Sunday, April 05, 2009

FRB and printing money

I've been thinking of this clip while reading some of the wibble on the libertarian right about how bad fractional reserve banking is, and how terrible it is when a reserve bank prints money.

Uncle Milt again - perhaps a voice they'll listen to:

Friedman believed in intervention to prevent deflation and depression.


TDK said...

Is this the sort of thing you had in mind?

Peter Risdon said...

Yes, that's a good example. Mind you, there is a distinction between printing money at a time of bank runs, and doing so during a boom.

Anonymous said...

I have to say I sit in the fence

The pre-requisite for government action is to recognise that it only maintains the playing field, it isn't a player. That is to say that the recovery will come from the private sector and that the government's role is to do what is necessary to ensure private investor confidence.

Unfortunately as in the 1930s with the New Deal and today, governments see themselves as not just a player but the striker. For example, across the spectrum there is consensus that we need to invest in Green jobs.
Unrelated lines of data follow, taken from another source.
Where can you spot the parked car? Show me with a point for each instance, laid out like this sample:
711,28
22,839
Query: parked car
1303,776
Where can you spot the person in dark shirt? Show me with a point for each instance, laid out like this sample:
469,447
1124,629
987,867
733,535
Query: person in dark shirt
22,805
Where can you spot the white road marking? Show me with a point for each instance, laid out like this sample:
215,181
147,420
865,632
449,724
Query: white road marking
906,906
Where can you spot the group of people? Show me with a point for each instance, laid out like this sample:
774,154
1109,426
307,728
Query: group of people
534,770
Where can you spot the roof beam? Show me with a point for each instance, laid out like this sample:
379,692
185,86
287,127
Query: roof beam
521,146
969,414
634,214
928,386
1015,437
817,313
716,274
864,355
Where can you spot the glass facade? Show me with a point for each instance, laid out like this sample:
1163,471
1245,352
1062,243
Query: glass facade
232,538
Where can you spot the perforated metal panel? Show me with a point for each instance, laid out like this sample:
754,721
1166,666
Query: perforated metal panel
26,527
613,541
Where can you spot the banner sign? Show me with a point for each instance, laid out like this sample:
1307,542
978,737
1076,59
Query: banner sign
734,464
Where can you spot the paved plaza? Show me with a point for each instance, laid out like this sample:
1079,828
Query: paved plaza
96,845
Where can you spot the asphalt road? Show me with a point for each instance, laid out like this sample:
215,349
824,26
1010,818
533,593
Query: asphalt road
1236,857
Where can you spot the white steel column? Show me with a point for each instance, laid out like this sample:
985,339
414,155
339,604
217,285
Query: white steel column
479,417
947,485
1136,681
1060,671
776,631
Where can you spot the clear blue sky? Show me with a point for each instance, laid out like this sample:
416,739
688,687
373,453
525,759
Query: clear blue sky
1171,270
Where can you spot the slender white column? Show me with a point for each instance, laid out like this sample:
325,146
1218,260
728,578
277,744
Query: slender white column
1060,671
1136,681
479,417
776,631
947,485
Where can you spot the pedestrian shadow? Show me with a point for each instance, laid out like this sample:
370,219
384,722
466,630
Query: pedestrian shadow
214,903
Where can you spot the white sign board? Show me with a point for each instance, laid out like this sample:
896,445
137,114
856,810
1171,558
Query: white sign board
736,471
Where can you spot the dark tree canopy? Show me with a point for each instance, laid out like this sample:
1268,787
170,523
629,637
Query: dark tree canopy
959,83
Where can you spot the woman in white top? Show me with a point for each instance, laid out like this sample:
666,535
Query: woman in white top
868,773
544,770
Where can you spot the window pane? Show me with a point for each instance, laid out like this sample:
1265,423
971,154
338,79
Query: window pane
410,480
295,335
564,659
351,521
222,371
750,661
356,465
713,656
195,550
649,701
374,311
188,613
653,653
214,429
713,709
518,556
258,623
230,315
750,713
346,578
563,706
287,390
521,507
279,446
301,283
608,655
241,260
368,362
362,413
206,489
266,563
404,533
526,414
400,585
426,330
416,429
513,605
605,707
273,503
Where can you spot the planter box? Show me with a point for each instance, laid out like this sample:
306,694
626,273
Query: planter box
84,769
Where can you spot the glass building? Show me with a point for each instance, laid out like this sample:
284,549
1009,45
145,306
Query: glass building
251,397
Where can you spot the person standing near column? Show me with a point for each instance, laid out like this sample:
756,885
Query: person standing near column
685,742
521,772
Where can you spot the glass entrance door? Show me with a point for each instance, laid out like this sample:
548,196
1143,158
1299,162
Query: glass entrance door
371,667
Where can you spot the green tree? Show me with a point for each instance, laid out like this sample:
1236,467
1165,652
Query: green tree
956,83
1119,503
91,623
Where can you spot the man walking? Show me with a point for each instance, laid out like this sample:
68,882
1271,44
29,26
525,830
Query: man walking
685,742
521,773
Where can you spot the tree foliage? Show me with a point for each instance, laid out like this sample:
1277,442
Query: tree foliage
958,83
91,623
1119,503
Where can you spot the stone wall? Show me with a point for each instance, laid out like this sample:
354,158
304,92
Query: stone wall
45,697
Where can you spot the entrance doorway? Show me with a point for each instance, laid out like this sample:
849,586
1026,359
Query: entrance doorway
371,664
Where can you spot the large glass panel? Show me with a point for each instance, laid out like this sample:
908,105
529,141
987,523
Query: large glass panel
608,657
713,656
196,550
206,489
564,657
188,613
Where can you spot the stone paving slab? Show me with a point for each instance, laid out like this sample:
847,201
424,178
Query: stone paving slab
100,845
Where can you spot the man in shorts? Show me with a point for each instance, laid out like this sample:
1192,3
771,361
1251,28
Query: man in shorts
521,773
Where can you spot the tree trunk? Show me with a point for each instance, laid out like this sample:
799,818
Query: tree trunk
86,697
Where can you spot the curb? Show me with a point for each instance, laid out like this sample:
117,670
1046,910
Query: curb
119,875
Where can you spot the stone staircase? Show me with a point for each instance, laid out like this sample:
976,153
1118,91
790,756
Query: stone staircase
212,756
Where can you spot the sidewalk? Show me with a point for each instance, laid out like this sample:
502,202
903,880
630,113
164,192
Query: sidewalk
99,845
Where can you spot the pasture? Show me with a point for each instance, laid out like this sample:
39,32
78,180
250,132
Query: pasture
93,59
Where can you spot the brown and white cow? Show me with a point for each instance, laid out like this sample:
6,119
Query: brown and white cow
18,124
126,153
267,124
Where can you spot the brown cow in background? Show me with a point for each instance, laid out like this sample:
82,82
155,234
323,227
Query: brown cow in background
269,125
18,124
Even my eleven year old understands that if you take money from a relatively productive sector and move it to a relatively unproductive sector you destroy net jobs. That's true "wibble".

So, what Friedman says is eminantly sensible. He is advocating a fairly strictly defined role for the banks to prevent runs. Unfortunately in both the US and the UK, all the mainstream political parties don't understand their principle role.

TDK said...

bah that Anon is me

Trooper Thompson said...

This is not a new debate, as you no doubt know. Defenders of 'free trade' and the current banking system like to play the 'global warming consensus card', in other words claim that the debate is long over, but it ain't.

The question is not about printing money per se, but who controls that process, for whose benefit? To think that the banking oligarchs will act in the interests of anyone or anything other than themselves is the epitome of naivity.

The banksters are committing fraud and larceny on a grand scale. All this political action, such as G20, is to cover the banksters from revealing the true extent of their exposure to the derivatives blackhole.